ELENA ZETA GRIMALDI | Sempre di più, sempre più spesso, sentiamo parlare e, a volte, chiediamo noi stessi, di essere tutti più uguali. Ma, come Schulz faceva dire al suo Linus in una vignetta dei Peanuts, bisognerebbe fare attenzione a quello per cui si prega, perchè poi potrebbe avverarsi. La strada per arrivare alla tanto invocata ‘uguaglianza’ è disseminata di bivi che potrebbero portare a sorprese concettuali non banali.
C’è da interrogarsi sul significato da attribuire a questo termine, da non intendersi come un livellamento sterile verso l’omogeneo, ma la consapevolezza che l’esistenza dell’universo è possibile grazie alla danza delle alterità.
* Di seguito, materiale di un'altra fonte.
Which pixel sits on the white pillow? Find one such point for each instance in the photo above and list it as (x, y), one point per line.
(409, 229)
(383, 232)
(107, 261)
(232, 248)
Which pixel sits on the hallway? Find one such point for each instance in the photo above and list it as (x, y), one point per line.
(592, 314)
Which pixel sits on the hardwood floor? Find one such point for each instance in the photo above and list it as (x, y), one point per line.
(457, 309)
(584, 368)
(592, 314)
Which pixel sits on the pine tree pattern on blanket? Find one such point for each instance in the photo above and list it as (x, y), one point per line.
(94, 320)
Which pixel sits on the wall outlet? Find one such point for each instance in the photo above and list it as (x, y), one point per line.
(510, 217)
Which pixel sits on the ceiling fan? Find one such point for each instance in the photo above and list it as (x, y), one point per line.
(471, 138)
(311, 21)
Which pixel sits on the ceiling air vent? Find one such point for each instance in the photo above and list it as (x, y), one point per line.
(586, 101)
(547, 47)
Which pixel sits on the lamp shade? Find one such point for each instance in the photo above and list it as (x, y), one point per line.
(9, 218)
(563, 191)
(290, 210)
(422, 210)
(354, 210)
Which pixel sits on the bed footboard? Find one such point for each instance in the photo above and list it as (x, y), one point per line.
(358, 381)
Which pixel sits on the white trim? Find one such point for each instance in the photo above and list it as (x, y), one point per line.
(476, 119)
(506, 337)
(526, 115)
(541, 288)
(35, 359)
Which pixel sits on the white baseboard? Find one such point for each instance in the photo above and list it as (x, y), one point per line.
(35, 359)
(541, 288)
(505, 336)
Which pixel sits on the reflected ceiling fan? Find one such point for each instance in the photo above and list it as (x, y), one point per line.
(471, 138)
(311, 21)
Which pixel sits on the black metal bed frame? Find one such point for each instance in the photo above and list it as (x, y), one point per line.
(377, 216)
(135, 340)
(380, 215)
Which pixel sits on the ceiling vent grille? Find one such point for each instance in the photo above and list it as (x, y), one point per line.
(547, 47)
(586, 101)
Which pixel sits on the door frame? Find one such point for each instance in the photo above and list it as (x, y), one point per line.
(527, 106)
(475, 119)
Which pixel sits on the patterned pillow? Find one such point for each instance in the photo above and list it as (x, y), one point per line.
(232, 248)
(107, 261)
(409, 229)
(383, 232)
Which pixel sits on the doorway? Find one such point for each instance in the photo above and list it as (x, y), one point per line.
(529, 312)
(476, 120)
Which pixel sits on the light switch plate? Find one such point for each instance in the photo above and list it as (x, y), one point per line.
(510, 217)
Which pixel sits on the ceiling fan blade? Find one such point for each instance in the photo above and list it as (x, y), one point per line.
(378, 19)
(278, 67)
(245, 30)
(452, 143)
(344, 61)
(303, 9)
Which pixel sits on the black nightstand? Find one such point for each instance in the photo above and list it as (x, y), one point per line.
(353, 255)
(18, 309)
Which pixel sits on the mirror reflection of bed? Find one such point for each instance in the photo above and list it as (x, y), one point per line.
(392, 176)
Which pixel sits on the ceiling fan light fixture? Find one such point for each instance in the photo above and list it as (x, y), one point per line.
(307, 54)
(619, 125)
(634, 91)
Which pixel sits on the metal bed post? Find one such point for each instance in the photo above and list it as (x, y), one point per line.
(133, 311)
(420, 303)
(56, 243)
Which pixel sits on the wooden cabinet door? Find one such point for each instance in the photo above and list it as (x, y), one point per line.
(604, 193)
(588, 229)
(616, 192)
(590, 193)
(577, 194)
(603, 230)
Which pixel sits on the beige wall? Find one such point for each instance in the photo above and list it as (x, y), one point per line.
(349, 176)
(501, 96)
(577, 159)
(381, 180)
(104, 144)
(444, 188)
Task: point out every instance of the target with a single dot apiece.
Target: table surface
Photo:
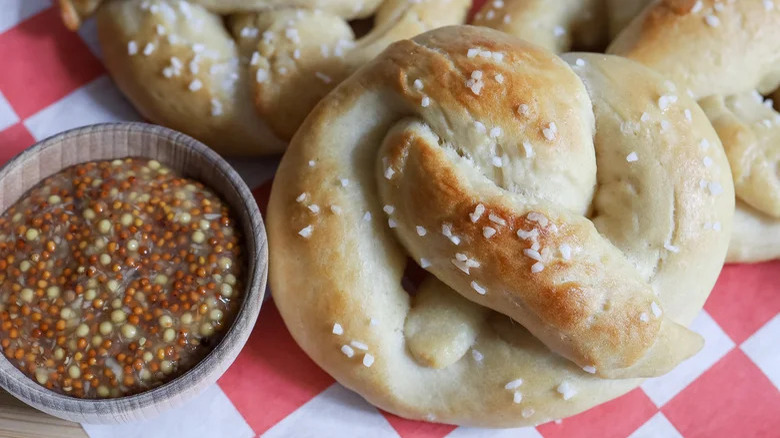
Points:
(18, 420)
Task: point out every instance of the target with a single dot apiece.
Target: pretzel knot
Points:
(242, 75)
(554, 204)
(725, 55)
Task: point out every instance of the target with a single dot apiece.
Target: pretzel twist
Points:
(561, 25)
(244, 84)
(555, 204)
(726, 54)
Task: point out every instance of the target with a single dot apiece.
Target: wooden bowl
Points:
(191, 158)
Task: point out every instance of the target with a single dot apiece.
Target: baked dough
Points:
(242, 75)
(725, 53)
(561, 25)
(555, 204)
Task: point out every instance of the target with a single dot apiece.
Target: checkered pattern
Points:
(52, 79)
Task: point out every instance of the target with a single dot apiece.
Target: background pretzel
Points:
(726, 53)
(561, 25)
(555, 204)
(244, 85)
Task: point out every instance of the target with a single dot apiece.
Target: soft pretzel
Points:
(244, 85)
(75, 11)
(561, 25)
(554, 203)
(726, 54)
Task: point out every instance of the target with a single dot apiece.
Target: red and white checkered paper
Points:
(52, 79)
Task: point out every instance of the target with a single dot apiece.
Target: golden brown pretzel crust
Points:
(446, 149)
(245, 87)
(725, 53)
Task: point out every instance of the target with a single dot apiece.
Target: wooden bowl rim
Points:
(76, 409)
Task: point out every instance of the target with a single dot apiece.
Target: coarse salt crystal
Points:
(529, 150)
(550, 131)
(656, 309)
(566, 390)
(514, 384)
(479, 210)
(565, 250)
(496, 219)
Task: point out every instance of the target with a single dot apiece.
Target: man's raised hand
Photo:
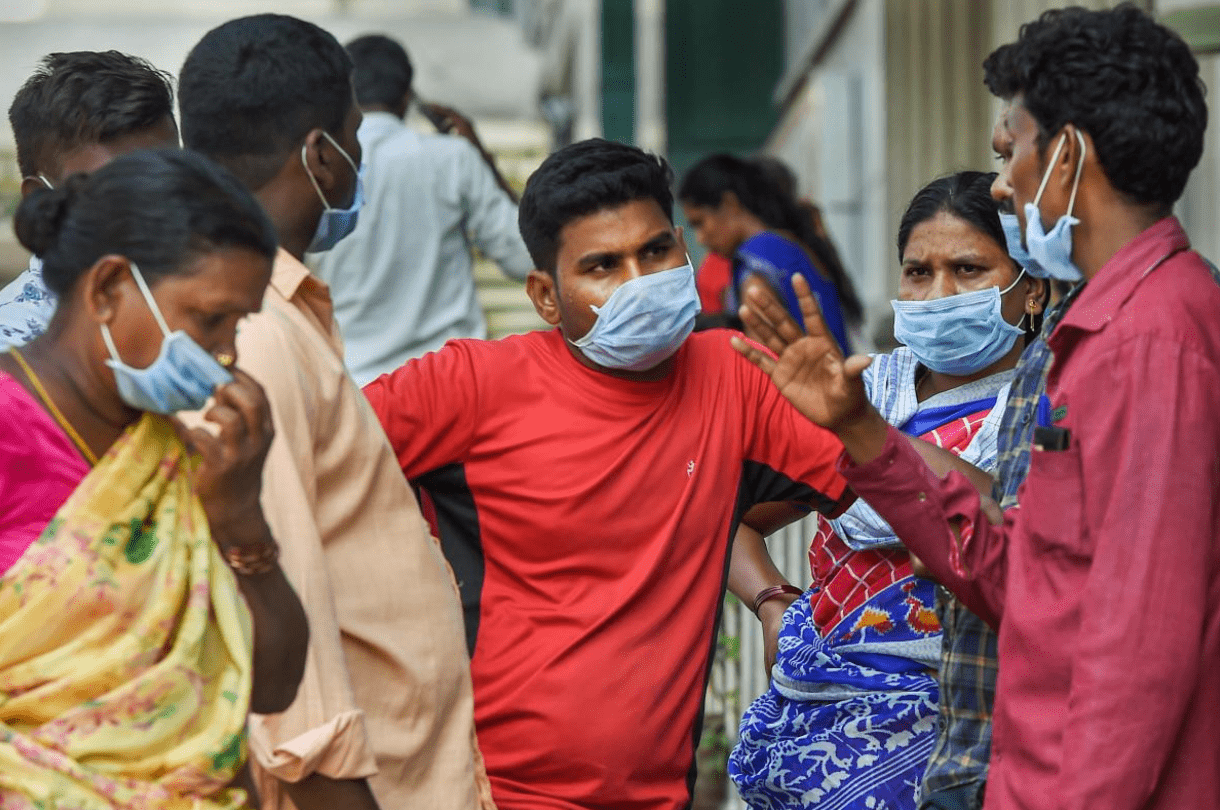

A parlarne si ha l’impressione che siano concetti ormai assunti e metabolizzati dalla generalità delle persone, ma la realtà è che la maggior parte di noi si trova ancora a disagio messo di fronte all’altro da sè.
La compagnia Nèon Teatro, già da anni comunanza di «insoliti corpi», continua la sua ricerca di un teatro «non volto a normalizzare lo straordinario, bensì a viverlo» con lo spettacolo Anima mundi che, dopo Ciatu e Invasioni, conclude il Trittico della felicità umana, progetto nato dalla lettura di L’anima del mondo e il pensiero del cuore di James Hillman (Adelphi, 2002).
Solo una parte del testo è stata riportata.